The concert is just one of the many the GLGMC has held since it was founded in 1988. Chorus member Sam Eagan said one of the main goals of the chorus is to bring music and entertainment to the area and paint the gay community in a good light.
“I think sometimes the gay community has a negative image, but this just shows a positive image of Lansing’s diverse community,” he said. “We’re just one part of that diversity that wants to show that it’s just not people who go to the bar all the time. We collect canned goods for the needy, sing songs that are fun and can touch people. I guarantee ‘Unchained Melody’ will put a tear in someone’s eye.”
Former Lansing Association for Human Rights communication director Larry Barnard came up for the idea for the chorus in 1989, with the intent of bringing together a musical group where the fact that all the members were gay was just a side factor. Ken Richmond, a keyboardist, was one of the first three members and is still a member of the group today.
“It’s one part of my life I have just not been able to totally give up,” he said. “Partially because I am a founding member, and partially because it’s a good camaraderie of people.”
After Barnard passed away in 1990, — only three months after the GLGMC’s first performance — the chorus was left in Richmond’s hands.
Since it first sang for the Lansing Association of Human Rights Christmas potluck, the group has expanded and now performs at many events in the Lansing area throughout the year, as well as doing community service projects.
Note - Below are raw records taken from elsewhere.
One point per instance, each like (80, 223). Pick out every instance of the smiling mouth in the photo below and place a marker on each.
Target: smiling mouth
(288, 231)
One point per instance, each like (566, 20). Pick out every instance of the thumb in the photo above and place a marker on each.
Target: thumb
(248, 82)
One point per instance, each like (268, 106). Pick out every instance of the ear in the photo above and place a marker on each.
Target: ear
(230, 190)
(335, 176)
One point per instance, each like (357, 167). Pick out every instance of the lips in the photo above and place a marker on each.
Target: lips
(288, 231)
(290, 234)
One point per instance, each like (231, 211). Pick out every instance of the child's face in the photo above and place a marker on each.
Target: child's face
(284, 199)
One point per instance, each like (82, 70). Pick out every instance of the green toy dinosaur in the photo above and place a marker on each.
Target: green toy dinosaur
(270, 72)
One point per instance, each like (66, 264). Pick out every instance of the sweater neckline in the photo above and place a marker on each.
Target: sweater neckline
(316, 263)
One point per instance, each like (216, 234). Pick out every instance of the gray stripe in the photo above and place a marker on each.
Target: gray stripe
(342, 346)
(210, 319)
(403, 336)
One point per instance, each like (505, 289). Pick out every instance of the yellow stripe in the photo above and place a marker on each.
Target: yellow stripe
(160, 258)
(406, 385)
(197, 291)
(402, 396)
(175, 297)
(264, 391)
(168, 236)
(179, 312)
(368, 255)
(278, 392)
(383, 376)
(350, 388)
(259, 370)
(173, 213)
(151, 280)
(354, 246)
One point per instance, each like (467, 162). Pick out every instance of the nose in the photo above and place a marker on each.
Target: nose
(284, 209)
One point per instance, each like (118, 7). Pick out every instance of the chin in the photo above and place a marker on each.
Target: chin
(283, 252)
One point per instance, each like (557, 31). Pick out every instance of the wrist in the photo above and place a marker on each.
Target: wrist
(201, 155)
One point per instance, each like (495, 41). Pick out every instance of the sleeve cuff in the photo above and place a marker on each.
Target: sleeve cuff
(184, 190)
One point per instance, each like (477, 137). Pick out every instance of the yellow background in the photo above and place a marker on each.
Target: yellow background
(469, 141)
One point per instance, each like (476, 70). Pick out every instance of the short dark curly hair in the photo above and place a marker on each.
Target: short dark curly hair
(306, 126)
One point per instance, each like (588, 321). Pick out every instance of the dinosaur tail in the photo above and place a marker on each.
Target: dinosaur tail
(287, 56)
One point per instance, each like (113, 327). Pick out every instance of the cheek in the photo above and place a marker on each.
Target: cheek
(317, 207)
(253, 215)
Richmond said he believes that Barnard’s original wishes for the chorus were more than fulfilled.
“Now with us doing some community work, I think that has actually surpassed Larry’s long-term wishes,” he said. “We are now a musical group that just happens to be gay or gay-friendly.”
Eagan said he joined the group when he came to Lansing. He had been involved in the choir in high school and college, and was interested in getting back into music as well as meeting new people.
“I have developed some very close friends through this,” he said. “I am part of creating the show, and it’s totally changed my life and my view of Lansing. It made me feel at home. I had never been that active in the gay community and now I am, it’s just a great group of people from all different backgrounds. It’s a great way to learn about people, meet people, develop great friendships and sing and have fun doing it.”